Bank of Marin Bancorp Reports Second Quarter Financial Results

In This Article:

Strong Capital Supports Repositioning for Profitability

NOVATO, Calif., July 29, 2024--(BUSINESS WIRE)--Bank of Marin Bancorp, "Bancorp" (Nasdaq: BMRC), parent company of Bank of Marin, "Bank," announced a net loss of $21.9 million for the second quarter of 2024, compared to net income of $2.9 million for the first quarter of 2024. Diluted loss per share was $(1.36) for the second quarter, compared to earnings per share of $0.18 for the prior quarter. Net loss for the first six months of 2024 totaled $19.0 million, compared to net income of $14.0 million for the same period last year. Diluted (loss) earnings per share were $(1.18) and $0.87 for the first six months of 2024 and 2023, respectively. Both the second quarter and six months of 2024 results reflected a $32.5 million pretax loss from the previously announced balance sheet restructuring and a $5.2 million pre-tax provision for credit losses on loans.
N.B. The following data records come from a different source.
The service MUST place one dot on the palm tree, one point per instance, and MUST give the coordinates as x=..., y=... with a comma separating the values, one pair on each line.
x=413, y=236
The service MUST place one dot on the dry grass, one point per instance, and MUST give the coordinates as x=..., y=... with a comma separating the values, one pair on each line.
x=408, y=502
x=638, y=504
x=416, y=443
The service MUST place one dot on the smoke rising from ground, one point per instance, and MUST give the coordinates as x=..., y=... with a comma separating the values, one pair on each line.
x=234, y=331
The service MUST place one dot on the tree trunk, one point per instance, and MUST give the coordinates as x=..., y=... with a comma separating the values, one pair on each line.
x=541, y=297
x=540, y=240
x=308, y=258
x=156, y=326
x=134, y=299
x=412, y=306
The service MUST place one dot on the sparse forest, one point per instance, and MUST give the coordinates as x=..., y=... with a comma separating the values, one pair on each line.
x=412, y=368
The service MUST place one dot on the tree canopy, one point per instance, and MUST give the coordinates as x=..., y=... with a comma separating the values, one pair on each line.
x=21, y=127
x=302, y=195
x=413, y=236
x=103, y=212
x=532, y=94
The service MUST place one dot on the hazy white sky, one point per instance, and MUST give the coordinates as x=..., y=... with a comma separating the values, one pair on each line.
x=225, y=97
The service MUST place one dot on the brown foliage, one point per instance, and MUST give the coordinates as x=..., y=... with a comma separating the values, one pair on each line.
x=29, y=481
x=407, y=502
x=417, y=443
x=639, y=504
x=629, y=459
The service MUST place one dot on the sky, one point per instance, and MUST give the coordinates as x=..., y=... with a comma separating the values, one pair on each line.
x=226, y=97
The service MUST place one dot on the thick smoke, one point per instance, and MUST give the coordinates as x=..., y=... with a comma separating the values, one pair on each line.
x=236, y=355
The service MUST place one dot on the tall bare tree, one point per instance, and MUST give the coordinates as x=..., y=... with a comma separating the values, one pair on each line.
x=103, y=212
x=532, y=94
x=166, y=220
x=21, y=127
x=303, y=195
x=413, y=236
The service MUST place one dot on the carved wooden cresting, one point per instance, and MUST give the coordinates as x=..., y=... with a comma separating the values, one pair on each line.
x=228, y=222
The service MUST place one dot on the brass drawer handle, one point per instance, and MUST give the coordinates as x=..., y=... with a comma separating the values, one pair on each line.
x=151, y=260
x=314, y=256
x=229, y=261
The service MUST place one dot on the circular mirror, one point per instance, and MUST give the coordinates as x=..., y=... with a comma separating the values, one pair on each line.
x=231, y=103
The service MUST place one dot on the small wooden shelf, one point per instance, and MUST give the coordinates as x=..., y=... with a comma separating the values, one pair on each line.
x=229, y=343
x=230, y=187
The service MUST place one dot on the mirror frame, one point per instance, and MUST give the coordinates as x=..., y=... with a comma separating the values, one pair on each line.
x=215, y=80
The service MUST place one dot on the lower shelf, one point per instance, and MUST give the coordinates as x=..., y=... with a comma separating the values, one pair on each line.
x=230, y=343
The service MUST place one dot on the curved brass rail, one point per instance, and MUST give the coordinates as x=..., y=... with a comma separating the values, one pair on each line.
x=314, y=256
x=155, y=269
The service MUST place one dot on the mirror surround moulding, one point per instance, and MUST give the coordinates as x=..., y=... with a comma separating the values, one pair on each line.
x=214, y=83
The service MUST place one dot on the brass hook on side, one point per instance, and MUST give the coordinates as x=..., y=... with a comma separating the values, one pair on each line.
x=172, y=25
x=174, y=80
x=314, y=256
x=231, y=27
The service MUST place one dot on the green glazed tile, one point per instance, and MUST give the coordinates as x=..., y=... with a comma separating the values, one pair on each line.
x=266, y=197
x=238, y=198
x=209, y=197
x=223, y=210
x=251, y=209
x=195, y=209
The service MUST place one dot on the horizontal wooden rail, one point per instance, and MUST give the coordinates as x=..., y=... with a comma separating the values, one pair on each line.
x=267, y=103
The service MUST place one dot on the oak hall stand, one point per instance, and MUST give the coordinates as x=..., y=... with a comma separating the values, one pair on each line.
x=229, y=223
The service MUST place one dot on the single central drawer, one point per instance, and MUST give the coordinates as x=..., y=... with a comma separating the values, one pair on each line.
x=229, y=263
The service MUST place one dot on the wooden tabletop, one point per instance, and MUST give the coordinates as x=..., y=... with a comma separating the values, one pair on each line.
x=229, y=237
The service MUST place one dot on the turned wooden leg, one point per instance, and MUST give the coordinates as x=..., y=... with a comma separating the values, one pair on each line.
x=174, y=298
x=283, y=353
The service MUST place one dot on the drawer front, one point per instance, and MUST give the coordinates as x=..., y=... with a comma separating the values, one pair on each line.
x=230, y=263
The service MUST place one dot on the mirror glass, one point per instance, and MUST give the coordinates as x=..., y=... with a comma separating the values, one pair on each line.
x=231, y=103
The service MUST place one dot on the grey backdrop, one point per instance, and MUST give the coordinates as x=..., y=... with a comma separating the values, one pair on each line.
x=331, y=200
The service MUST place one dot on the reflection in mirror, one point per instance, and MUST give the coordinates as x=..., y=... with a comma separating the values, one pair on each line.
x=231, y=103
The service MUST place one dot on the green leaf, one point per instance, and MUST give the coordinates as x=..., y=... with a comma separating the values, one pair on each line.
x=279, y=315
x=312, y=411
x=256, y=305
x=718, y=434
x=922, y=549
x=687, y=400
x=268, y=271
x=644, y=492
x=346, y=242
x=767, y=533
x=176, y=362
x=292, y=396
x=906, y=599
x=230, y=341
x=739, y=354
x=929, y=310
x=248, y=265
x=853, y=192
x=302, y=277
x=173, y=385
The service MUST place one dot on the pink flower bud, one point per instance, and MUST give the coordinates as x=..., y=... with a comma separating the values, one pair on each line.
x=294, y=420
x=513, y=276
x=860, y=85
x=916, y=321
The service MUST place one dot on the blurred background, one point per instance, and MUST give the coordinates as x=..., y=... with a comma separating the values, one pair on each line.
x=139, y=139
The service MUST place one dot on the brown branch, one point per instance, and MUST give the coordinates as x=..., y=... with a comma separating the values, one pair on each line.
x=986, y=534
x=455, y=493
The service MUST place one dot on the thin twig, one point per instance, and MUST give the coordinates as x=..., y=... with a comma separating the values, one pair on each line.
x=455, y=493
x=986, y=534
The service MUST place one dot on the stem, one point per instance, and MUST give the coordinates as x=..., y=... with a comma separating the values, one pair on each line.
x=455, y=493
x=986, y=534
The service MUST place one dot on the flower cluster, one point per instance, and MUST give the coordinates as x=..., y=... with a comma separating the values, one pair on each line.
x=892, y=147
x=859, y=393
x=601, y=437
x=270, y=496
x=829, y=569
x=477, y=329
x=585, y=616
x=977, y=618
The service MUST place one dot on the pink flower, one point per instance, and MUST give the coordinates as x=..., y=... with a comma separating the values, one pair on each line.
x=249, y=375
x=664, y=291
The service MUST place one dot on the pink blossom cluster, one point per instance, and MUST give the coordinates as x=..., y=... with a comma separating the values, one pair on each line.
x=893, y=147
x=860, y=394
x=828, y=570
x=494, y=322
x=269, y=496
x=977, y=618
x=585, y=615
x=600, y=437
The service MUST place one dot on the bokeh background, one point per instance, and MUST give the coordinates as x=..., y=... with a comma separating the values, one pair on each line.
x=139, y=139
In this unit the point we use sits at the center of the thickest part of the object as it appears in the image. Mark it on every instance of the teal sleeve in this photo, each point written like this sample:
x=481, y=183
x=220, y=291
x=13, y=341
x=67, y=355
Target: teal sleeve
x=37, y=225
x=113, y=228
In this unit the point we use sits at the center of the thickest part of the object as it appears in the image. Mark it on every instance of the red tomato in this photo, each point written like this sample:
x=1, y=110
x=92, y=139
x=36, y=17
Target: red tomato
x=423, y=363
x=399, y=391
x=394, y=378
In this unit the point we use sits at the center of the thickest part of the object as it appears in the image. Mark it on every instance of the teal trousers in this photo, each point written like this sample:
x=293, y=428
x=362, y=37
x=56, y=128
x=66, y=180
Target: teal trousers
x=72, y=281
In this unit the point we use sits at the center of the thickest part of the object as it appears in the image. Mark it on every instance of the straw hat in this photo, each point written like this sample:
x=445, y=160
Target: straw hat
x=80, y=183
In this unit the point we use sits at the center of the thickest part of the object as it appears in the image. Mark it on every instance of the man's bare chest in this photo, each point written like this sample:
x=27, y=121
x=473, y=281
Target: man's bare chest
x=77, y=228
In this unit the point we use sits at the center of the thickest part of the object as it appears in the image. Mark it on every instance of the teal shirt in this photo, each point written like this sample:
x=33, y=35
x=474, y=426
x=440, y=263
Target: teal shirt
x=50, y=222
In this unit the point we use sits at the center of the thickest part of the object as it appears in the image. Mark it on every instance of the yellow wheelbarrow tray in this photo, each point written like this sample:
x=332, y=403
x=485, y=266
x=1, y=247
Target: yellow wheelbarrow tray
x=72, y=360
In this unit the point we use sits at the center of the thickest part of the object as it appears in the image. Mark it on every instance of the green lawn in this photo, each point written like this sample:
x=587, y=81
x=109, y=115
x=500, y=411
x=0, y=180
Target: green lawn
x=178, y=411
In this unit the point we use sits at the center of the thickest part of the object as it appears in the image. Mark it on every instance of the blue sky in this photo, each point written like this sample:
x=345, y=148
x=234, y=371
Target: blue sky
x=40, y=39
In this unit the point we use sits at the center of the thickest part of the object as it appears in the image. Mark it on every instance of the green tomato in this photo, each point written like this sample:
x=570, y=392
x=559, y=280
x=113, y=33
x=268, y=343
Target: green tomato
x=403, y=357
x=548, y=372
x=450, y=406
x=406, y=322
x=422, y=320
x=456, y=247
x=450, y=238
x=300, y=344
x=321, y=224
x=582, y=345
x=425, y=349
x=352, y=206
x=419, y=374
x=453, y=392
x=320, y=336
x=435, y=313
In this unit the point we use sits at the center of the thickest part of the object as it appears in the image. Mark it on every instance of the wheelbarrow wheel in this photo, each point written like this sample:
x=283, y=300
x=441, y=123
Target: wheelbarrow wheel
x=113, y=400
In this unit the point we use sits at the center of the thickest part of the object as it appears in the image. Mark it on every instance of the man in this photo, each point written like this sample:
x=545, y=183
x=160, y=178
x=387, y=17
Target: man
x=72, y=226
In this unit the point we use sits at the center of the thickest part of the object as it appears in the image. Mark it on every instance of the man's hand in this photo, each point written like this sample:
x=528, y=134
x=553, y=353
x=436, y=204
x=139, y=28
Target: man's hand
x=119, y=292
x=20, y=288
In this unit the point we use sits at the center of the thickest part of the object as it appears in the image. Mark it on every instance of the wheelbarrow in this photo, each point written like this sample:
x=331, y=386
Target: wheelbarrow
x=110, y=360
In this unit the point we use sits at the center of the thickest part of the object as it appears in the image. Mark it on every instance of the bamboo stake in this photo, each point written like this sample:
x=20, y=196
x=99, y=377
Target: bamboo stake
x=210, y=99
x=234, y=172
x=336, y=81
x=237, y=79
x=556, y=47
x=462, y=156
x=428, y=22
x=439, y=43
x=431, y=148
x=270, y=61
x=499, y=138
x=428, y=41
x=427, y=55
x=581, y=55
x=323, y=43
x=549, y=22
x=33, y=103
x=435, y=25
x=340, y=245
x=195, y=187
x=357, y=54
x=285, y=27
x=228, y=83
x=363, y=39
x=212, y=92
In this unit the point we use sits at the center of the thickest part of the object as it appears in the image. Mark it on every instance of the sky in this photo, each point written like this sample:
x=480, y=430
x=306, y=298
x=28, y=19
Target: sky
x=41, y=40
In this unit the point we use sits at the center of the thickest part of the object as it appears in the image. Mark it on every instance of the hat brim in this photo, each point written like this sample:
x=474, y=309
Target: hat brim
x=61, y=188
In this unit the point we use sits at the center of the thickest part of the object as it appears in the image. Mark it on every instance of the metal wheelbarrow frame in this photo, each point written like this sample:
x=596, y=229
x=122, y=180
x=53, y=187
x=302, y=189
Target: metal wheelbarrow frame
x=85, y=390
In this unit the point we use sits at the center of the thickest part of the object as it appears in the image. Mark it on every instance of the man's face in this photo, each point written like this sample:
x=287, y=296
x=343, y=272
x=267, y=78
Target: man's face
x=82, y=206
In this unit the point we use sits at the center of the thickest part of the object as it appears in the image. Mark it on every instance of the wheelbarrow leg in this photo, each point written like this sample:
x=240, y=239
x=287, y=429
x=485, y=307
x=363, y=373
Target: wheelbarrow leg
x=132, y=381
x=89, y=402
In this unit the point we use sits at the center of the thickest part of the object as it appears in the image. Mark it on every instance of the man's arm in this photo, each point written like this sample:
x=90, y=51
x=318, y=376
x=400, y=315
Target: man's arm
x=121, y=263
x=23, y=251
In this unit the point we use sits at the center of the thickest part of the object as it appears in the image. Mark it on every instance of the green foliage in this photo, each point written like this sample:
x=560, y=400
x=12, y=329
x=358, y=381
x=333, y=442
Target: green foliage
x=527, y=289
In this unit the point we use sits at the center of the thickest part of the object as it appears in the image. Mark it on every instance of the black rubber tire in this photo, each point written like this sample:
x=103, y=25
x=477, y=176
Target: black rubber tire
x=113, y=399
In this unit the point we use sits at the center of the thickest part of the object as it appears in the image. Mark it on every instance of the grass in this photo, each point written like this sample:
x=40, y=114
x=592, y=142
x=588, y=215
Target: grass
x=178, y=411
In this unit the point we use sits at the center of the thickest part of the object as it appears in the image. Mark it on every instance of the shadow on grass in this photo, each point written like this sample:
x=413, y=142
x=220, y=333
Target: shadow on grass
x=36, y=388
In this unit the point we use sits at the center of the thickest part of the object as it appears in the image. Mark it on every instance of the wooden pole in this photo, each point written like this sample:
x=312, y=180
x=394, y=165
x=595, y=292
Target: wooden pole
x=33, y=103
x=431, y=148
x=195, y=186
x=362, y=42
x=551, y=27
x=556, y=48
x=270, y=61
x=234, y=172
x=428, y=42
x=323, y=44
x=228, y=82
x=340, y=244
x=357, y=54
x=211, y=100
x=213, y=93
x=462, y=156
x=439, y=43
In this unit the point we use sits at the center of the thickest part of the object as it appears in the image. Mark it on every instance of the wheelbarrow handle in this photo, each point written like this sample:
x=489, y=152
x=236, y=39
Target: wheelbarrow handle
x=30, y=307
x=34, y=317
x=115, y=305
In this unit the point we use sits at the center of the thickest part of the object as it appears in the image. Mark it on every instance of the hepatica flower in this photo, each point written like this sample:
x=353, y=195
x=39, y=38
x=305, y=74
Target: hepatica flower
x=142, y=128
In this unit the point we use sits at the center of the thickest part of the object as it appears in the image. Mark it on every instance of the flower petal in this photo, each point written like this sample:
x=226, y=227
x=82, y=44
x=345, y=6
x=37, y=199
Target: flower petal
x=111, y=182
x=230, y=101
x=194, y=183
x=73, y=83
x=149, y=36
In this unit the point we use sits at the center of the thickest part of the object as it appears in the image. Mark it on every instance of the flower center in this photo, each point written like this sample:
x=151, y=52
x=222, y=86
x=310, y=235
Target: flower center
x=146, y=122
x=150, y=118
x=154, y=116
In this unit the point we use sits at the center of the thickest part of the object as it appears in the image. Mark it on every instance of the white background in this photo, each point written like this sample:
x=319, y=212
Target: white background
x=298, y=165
Concurrent with this release, Bancorp issued presentation slides providing supplemental information, some of which will be discussed during the second quarter 2024 earnings call. The earnings release and presentation slides are intended to be reviewed together and can be found online on Bank of Marin’s website at www.bankofmarin.com under "Investor Relations."

"During the second quarter, we executed on our strategic priorities, which included realizing the benefits from the more robust loan origination engine we have built, increasing our net interest margin, and carefully managing our expenses," said Tim Myers, President and Chief Executive Officer. "We also took advantage of the strength in our balance sheet and capital position to take substantial, proactive steps designed to bolster our profitability and position the Bank for accelerated earnings momentum. We executed a strategic balance sheet repositioning and sold $325 million of low-yielding investment securities. This resulted in the second quarter loss, but we have already used some of the proceeds from these sales to pay off wholesale borrowings and invest in higher yielding loans and securities. We are confident that we will successfully reinvest the remaining proceeds into higher yielding assets, including loans that meet our disciplined pricing and underwriting criteria, which we believe will be accretive to both our net interest margin and earnings going forward.

"We are starting the second half of 2024 with positive trends in loan growth, core deposit gathering, and expense management, while seeing continued strong asset quality within the bulk of our loan portfolio. We are also seeing the initial benefits from our balance sheet repositioning on our net interest margin and we expect to realize more expansion in our margin as we continue reinvesting the proceeds from the securities sales. We believe all of these trends should result in a higher level of profitability in the second half of the year and position us well to continue generating profitable growth in the years ahead," said Mr. Myers.